Song by Leslie Odom Jr., Lin-Manuel Miranda, Jasmine Cephas Jones, Sydney James Harcourt, and the cast of Hamilton

from the album Hamilton
- Released: 2015
- Genre: R&B; soul; show tune;
- Length: 4:03
- Songwriter: Lin-Manuel Miranda

Audio
- "Say No to This" on YouTube

= Say No to This =

Song in the musical "Hamilton"

"Say No to This" is the fourth song from Act 2 of the musical Hamilton, based on the life of Alexander Hamilton, which premiered on Broadway in 2015. Lin-Manuel Miranda wrote both the music and lyrics to the song. In this song, "Hamilton's eye begins wandering", as he has an affair with Maria Reynolds.

==Background==
According to Slate, the song "began with a quote from LL Cool J's "I Need Love"", but due to clearance issues from Atlantic Records, "the line was removed before the show's transition to Broadway".

==Synopsis==
The song outlines Alexander Hamilton's one-year adulterous affair with Maria Reynolds. Hamilton remains in New York City working on passing his plan for the creation of a national bank, his wife leaving to go on vacation upstate without him. While separated from his family, Hamilton is approached by Mrs. Reynolds, who claims her husband has abandoned her and asks Hamilton for financial aid before seducing him. Their adultery continues throughout the summer until Hamilton is contacted via letter by James Reynolds, who uses blackmail to coerce Hamilton to give him money for remaining silent about the affair. The affair and related blackmail later led to the first major political sex scandal in US history. The song is sung by Alexander Hamilton, Maria Reynolds, James Reynolds, and the show's company.

==Analysis==
Vibe described the song as "a '90s slow jam, Usher-style". Screen Fellows deemed it "the best 90s slow jam R. Kelly never wrote". Musical director Alex Lacamoire noted that he used the cello to represent the character of Maria, and implements it in a "really snaky and sinister" fashion in this song.

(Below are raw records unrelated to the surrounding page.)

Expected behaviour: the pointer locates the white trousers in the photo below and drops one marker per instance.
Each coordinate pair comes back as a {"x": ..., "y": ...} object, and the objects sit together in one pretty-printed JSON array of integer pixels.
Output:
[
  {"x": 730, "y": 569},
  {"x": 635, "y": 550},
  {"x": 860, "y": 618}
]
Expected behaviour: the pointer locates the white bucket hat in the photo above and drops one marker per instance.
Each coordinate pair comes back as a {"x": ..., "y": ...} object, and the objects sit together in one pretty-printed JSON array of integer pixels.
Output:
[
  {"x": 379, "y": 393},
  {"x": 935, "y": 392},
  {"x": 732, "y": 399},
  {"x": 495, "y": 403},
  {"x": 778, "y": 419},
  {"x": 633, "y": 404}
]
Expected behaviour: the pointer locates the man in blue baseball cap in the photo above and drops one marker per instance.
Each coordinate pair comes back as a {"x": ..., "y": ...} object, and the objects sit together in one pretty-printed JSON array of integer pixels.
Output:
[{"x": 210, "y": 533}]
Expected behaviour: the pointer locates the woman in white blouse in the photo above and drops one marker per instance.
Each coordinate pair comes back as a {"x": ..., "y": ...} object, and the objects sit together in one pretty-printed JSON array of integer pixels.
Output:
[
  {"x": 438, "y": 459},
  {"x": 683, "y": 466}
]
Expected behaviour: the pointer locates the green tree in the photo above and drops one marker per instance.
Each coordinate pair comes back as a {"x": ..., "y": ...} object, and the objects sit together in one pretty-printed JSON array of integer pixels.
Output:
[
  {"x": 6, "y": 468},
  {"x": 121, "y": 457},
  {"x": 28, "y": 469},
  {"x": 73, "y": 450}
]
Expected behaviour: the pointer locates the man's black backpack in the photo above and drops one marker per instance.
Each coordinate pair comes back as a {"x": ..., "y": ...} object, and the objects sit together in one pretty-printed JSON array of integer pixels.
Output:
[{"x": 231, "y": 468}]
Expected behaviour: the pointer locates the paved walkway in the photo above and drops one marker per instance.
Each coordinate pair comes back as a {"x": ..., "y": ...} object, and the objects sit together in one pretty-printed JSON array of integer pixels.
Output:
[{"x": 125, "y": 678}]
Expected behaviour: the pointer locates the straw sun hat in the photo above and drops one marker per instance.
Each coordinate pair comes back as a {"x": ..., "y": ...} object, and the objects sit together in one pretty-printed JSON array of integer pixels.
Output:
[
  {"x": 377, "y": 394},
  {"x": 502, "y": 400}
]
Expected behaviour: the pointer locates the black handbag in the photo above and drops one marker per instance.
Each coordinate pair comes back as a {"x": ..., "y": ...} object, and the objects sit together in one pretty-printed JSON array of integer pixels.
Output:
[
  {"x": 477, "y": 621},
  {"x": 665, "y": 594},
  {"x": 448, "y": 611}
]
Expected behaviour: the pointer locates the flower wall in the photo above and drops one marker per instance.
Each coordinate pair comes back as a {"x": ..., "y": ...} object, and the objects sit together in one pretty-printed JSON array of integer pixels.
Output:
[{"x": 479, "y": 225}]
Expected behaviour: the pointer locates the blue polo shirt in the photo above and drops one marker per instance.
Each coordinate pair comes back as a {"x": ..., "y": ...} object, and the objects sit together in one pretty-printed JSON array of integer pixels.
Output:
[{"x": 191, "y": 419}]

The song includes a quotation from "Nobody Needs to Know", a song from the musical The Last Five Years which Miranda describes as "the ultimate infidelity jam."

==Critical reception==
The Huffington Post wrote that the song includes "classic dude logic: I was crazy tired, so I had to cheat on my wife". Jezebel said that Maria Reynolds has "chilling, low vibrations" in this song. Monique Ocampo of Patheos praised the musical for not making Hamilton "Mister Perfect", noting that this song illustrates his "short-sightedness." Adam Gopnik of The New Yorker called the song "beautiful".

==Mixtape version==

A revised version of the song was released on The Hamilton Mixtape in 2016. It was performed by Jill Scott, and tells the story of the Hamilton-Reynolds sex scandal from the perspective of Maria Reynolds, unlike in the original cast recording where Alexander Hamilton recounts the story. It incorporates the same backing vocals and music as the song from the musical.

== Certifications ==

| Region | Certification | Certified units/sales |
| United Kingdom (BPI) | Silver | 200,000^{‡} |
| United States (RIAA) | Platinum | 1,000,000^{‡} |
^{‡} Sales+streaming figures based on certification alone.